How is technology disrupting key account management?
KEY ACCOUNT management has traditionally been a role that demands a high-touch, customer-first approach and aims to delight top clients, usually in a B2B model.
Managers have been at the beck and call of key clients, often going the extra mile to support them, as a way of showing their appreciation and gratitude for being awarded the business.
For high-tech companies manufacturing robotic arms and assembly lines, large manufacturers often represent key accounts, and those managing the relationship tend to go above and beyond to nurture, build, and deepen the relationship.
However, according to McKinsey, key account management as we know it today needs to be digitally disrupted as it doesn’t serve customers well.
In fact, according to the think tank, “digital and advanced analytics are changing the game for B2B businesses, even for the largest of customers, and those that get it right see the rewards: the five-year compound annual growth rate (CAGR) of total returns to shareholders for digital leaders is almost double that of all other firms.”
McKinsey’s evaluation of key account management practices followed by digital leaders revealed three areas that use technology to provide more value to customers:
# 1 | Specific customer support
Although the approach to key account management hasn’t changed for more than three decades, the reality is that many of the businesses that are categorized as key clients have climbed the digital maturity curve and identify as “digitally savvy”.
As a result, McKinsey believes that account managers need to be smart about how they engage with these clients.
“They prefer digital channels, as opposed to face-to-face or phone, across the customer decision journey. They evaluate suppliers using comparison websites, benchmark prices with online information, and read customer reviews when deciding whether to sign up or renew with a specific vendor,” McKinsey’s whitepaper explained.
In order to provide the most value to these digitally savvy key accounts, managers need to evaluate each request to see which ones can be completed online and which ones require a visit to the customer.
Being able to use digital channels to effectively support and engage with clients also reduces turn around time. In a digital-first world, that’s a valuable metric when evaluating customer experience provided to key accounts.
# 2 | Personalized content
Marketers and key account managers often need to work together to help large businesses understand the product on offer and make a decision about its suitability.
In the digital age, key account managers can help digital marketers create effective account-based marketing (ABM) campaigns to target large businesses effectively.

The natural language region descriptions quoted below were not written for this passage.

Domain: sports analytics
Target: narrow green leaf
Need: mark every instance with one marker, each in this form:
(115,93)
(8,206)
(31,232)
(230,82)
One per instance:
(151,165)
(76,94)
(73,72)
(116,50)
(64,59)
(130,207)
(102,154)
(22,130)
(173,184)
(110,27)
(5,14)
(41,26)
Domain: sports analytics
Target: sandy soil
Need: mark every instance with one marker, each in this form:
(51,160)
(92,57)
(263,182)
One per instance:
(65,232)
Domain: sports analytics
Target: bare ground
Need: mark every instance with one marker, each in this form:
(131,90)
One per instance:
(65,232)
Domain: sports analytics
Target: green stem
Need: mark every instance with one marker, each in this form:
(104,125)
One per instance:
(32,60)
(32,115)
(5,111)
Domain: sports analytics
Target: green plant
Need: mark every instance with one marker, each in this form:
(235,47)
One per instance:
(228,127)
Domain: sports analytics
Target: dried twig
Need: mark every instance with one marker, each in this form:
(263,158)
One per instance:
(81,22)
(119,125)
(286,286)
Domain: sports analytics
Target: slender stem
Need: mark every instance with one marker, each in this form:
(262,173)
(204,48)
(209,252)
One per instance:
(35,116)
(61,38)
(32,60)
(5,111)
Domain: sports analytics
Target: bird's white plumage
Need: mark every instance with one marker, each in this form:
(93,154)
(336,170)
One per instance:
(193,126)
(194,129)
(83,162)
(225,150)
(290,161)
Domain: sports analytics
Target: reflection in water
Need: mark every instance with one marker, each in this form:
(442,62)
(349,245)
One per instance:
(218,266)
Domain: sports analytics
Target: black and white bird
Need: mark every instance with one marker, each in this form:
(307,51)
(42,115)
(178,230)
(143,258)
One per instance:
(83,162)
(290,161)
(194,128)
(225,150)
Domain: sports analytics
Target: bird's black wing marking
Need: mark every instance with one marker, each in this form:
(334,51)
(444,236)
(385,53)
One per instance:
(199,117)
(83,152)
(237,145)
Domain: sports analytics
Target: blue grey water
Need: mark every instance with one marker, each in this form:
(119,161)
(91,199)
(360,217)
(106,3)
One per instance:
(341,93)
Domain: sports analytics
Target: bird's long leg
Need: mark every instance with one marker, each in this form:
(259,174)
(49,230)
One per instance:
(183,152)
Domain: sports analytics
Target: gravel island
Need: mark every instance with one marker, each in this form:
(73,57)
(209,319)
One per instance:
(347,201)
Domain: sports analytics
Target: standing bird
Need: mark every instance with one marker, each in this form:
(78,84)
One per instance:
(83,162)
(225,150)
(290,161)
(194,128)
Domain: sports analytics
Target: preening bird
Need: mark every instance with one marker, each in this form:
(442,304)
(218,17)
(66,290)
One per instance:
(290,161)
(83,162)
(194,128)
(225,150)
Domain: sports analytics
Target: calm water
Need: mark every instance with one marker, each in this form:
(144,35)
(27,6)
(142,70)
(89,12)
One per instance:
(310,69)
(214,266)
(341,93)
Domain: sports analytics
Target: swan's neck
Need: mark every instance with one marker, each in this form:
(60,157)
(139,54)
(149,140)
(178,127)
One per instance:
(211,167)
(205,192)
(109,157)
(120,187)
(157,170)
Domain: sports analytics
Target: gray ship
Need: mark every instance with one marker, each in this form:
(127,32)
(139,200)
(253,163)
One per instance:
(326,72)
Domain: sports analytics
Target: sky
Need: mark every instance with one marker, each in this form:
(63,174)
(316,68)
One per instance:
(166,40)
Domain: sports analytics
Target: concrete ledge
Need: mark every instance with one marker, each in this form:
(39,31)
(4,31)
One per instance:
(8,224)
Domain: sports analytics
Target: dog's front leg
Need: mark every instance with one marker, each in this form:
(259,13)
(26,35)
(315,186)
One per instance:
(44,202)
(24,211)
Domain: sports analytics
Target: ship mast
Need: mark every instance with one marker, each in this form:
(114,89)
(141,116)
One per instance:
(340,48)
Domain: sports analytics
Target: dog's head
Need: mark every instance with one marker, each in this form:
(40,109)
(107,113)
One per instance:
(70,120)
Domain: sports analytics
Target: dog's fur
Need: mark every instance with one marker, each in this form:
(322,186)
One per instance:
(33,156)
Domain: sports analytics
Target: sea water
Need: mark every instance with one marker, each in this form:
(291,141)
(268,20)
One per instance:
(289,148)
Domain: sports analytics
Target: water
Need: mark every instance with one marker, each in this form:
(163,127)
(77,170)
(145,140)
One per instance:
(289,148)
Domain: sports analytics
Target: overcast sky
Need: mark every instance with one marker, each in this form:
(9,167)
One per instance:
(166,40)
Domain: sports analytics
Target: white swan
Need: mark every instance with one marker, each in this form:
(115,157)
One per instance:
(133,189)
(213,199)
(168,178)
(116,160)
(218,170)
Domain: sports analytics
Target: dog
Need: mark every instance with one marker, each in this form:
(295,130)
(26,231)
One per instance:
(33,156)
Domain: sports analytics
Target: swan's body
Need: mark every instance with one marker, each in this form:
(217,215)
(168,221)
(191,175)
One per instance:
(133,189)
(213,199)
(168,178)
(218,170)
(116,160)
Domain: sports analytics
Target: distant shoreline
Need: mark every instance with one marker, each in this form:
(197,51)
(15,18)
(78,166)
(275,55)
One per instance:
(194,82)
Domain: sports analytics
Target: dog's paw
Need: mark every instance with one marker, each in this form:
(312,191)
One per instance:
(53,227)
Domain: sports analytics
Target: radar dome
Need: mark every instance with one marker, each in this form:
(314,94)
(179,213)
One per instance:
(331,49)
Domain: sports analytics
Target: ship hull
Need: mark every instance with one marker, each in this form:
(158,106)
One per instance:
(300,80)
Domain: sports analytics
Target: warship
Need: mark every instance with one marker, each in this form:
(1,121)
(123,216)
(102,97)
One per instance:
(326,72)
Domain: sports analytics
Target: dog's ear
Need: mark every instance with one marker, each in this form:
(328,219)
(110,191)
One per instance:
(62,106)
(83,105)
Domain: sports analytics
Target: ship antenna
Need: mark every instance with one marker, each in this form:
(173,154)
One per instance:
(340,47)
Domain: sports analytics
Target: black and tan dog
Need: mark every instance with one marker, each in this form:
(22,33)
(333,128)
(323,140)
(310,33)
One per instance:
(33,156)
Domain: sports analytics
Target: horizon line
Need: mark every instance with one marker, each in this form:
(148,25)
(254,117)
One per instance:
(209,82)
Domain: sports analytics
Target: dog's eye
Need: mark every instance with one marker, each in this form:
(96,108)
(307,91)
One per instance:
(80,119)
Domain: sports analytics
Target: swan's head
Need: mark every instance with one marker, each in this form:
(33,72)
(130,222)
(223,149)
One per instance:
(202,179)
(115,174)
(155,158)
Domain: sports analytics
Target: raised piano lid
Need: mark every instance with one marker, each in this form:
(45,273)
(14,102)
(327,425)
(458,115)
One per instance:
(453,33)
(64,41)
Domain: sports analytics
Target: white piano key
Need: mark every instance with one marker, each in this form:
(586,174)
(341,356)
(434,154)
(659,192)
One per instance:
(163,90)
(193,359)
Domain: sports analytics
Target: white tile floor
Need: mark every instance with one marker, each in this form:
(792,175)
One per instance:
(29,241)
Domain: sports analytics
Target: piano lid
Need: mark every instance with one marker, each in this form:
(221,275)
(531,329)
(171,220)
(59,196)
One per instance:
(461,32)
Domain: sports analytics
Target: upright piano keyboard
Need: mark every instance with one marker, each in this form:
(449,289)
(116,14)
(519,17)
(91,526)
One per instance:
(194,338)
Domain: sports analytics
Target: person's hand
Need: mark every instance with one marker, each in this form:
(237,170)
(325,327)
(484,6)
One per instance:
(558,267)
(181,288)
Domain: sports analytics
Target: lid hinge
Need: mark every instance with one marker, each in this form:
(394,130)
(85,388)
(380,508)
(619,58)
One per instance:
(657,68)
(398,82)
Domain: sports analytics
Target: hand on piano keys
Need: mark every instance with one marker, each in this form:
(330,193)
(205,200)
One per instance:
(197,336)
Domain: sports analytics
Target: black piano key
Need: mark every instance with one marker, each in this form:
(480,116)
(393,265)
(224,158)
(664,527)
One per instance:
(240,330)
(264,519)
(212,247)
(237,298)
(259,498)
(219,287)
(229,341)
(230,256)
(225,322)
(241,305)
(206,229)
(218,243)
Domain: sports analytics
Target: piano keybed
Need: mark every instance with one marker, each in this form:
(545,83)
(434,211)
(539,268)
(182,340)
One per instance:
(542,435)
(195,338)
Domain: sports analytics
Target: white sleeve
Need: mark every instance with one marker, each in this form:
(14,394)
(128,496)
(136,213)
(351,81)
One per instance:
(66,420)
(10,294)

McKinsey explains that ABM engages decision makers at key accounts with personalized content through web pages, email, and digital ads, as well as through professional social platforms such as LinkedIn.
“Key accounts are prime targets for ABM, given the volume of their business and the depth of knowledge about the accounts, which make it easier to truly tailor marketing content.”
The most important thing about using ABM effectively for key account management is to ensure that the objectives are defined clearly right from the start — that’s what differentiates campaigns that perform from those that don’t.
# 3 | Effective management tools
Key accounts are generally large businesses with decision-makers spread across geographies — this makes it important for sales and relationship managers to work more collaboratively across a number of offices and divisions.
To manage the engagement with large businesses effectively and to provide them with better value, key account managers need the right tools.
“Account-planning software can help enormously. It can translate an offline, static account plan into a dynamic ‘democratized’ version that is visible to all the relevant parts of the sales organization,” explained McKinsey.
Investing in such a solution, however, is the easy part. Building a culture and environment in the organization that adopts it whole-heartedly is what makes all the difference when dealing with key accounts effectively.
If implemented well, good account-planning tools can not only make key account management easier but also boost success rates for organizations. After all, McKinsey did highlight that “the five-year CAGR of total returns to shareholders for digital leaders is almost double that of all other firms”.